Missing out on that dreaded holiday office party probably won’t affect your brain, but if you’re the type who prefers to hide out alone in your lair for weeks on end, it could lead to shrinkage.
You might also want to think twice about venturing to the South Pole. A recent study on Antarctic expeditioners, who spent over a year at the bottom of the world without much human interaction, found that certain parts of their brains shrank when exposed to such isolation for a certain period of time. Being alone for so long can apparently freeze the brain stimulation that social creatures like us desperately need. This is going to be something to keep in mind as we look towards even more remote territory like Mars.
“To evaluate the effects of physical and social deprivation on the hippocampus, we conducted a study involving persons who had participated in polar expeditions, which are characterized by environmental monotony and prolonged physical and social isolation,” said space medicine researcher Alexander Stahn, who is also an assistant professor of medical science in psychiatry at UPenn, in the study recently published in The New England Journal of Medicine.
While animal studies have shown that being alone for way too long is detrimental to the brain, this is something that has not been studied much in humans. This is why the Antarctic research station ended up being the perfect built-in lab for Stahn and colleagues to study the detrimental effects of extreme isolation in humans. Nine expeditioners were studied before and after 14 months of being mostly alone, with limited human interaction from their few peers.
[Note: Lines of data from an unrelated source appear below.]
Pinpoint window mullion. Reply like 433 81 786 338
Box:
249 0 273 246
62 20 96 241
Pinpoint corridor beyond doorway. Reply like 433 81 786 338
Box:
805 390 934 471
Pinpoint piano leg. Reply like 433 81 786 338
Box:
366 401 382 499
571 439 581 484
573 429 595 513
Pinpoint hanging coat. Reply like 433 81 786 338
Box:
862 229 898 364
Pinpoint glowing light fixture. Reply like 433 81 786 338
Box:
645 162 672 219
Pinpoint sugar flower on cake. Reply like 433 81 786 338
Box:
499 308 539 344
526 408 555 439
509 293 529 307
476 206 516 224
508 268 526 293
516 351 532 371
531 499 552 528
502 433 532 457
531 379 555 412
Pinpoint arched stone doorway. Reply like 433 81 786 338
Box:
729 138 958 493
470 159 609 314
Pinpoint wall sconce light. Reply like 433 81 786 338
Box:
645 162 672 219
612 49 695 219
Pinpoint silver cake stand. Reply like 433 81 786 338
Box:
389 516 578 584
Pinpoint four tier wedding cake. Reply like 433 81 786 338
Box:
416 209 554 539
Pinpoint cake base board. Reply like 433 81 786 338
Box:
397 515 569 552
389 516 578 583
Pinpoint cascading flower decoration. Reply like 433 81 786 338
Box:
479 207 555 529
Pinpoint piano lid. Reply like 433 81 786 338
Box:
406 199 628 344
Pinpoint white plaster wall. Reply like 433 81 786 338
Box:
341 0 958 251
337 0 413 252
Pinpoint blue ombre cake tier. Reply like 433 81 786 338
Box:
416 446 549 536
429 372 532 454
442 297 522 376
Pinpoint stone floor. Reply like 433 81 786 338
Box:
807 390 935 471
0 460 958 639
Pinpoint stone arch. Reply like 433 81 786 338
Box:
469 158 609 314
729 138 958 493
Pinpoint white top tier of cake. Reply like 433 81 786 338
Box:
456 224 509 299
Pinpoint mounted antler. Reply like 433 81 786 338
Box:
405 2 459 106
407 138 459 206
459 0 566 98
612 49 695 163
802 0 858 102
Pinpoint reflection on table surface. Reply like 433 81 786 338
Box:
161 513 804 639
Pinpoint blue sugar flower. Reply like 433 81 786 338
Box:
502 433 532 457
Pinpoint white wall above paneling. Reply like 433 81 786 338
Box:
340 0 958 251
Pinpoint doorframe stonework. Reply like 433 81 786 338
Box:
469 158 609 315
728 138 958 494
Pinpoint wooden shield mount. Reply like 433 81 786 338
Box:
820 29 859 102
Their brains were imaged by MRI scans before and after the mission (except for one who could not undergo an MRI). What Stahn’s team found was unnerving.
MRI results from eight of the nine expeditioners found that the volume of the dentate gyrus of the hippocampus went down significantly after 14 months in the middle of nowhere. This is such a big deal because the dentate gyrus is critical when it comes to cognitive processing and forming memories, because the hippocampus is the part of the brain whose main functions involve learning and memory. Even worse, other regions of the hippocampus also shrank (though not as significantly as the dentate gyrus), and so did gray matter, which plays a major role in processing information.
As if you need another reason to get out more often, along with the shrinking dentate gyrus, there was also a decrease in brain-derived neurotrophic factor (BDNF). BDNF also affects—surprise—memory and learning, and also supports the development, survival of and regeneration of neurons. The subjects' performance on cognitive tests after those 14 lonely months plummeted.
“Variations in physical and social environments influence hippocampal plasticity. The characteristics of the expedition (i.e., the restriction to a single living and work space, limits on the exposure to varying and complex hippocampus-relevant stimuli, and social interactions that were limited to a small group of people for a prolonged period of time) may have mediated the reductions in BDNF concentrations and related volumetric brain changes,” Stahn and colleagues concluded.
While there is definitely more research to be done beyond just nine people, it’s one more factor besides killer radiation and microgravity that could affect humanity’s future in Mars and deep space. That really gives future space expeditioners something to think about.